Gaziano also noted that “no medical professional society in the United States has adopted an official stance in favor of physician-assisted suicide.”

He drew a key distinction between the right to reject life-prolonging treatment and the right to assisted suicide, saying the former was simply allowing nature to take its course as opposed to hurrying it along. But the three female justices suggested that such a distinction breaks down in practice, and there is little practical difference between assisted suicide and terminal sedation or withdrawing a feeding tube.

“There is no meaningful distinction between physician-assisted suicide and palliative sedation to unconsciousness followed by withdrawal of nutrients so as to cause dehydration and starvation,” Wendlandt wrote.

The case produced a lively oral argument in early March, with a number of the justices questioning a blanket ban on euthanasia.

Roger Kligler, the doctor who brought the case, was supported by Compassion and Choices, the country’s leading organization in favor of assisted suicide. But the case drew amicus briefs from more than two dozen organizations, most of which opposed the practice. A brief for local Catholic bishops said it ignored the “sanctity of life," and a disability rights organization claimed that assisted suicide “violates the spirit and letter of the Americans with Disabilities Act by … conveying the message that disabled lives are less worthy.”

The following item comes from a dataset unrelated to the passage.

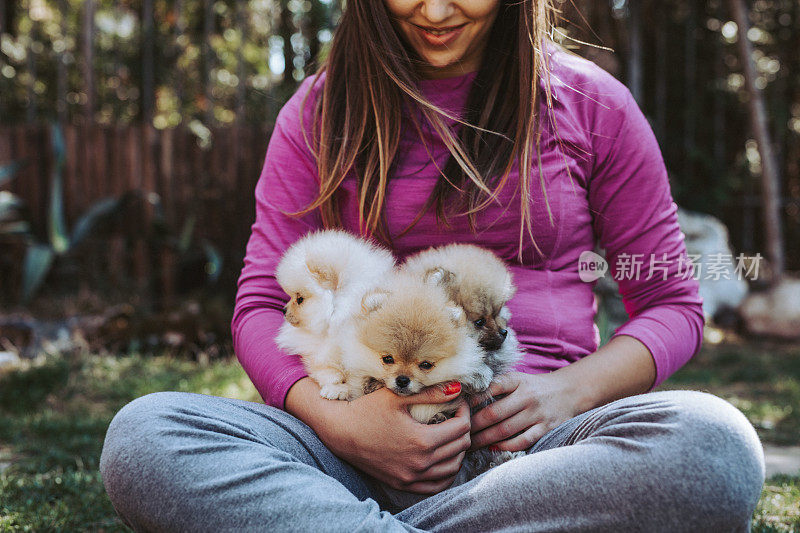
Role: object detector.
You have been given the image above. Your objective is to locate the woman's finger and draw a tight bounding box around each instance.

The state medical society didn’t take a position on the issue but warned the justices that allowing assisted suicide would raise numerous thorny questions about how to define a terminal illness and how to make sure that patients are competent and fully informed and are acting voluntarily.

Lucia Silecchia, a professor at the Columbus School of Law in Washington, D.C., notes that more than a dozen states are considering legislation to expand assisted suicide.

A bill in Delaware would allow not just doctors but also nurses to write fatal prescriptions, noted Browne Lewis, dean of the North Carolina Central University School of Law. Lewis said the reason that legislators want to include nurses is that many doctors refuse to participate in assisted suicide because they see it as contrary to their role as healers.

A similar bill failed in Washington state recently, according to Jennifer Popik, a legislative director at National Right to Life. That bill would also have reduced the waiting period and allowed delivery of fatal medication by mail.

Groups such as Compassion and Choices have long targeted New York for legislation, but Lewis said a task force in the state recently opposed it. She noted that most states that have approved assisted suicide are “heavily white,” but, in a state like New York, “the fear is that the people who are on the chopping block, so to speak, will be Black and brown people because of the disparities that already exist in the health care system.”

Insurance companies have a strong incentive to steer people toward assisted suicide, Popik added, to reduce the enormous cost of end-of-life care. In fact a bipartisan resolution introduced in Congress opposes medically assisted death in part because “insurers have denied or delayed coverage for life-saving care while offering to cover assisted suicide.”

One reality driving interest in the practice, Lewis said, is the existence of technology to keep people alive longer, but at great expense and with a reduced quality of life. She pointed to focus groups findings that elderly people’s main fear is of having to live with dementia rather than physical disability. The fear “is mental, not physical,” she said.

Not all states that allow assisted suicide keep statistics on it, but, in the decade since Washington state legalized it in 2009, some 1,622 people killed themselves, according to a state report. In Oregon, more than 1,900 people have committed suicide since the practice was legalized in 1997. In California, 337 people died of medically assisted suicide in 2018 alone.

Ten years ago Massachusetts voters narrowly rejected a ballot question in that would have legalized assisted suicide in the state; the measure lost 51%–49%.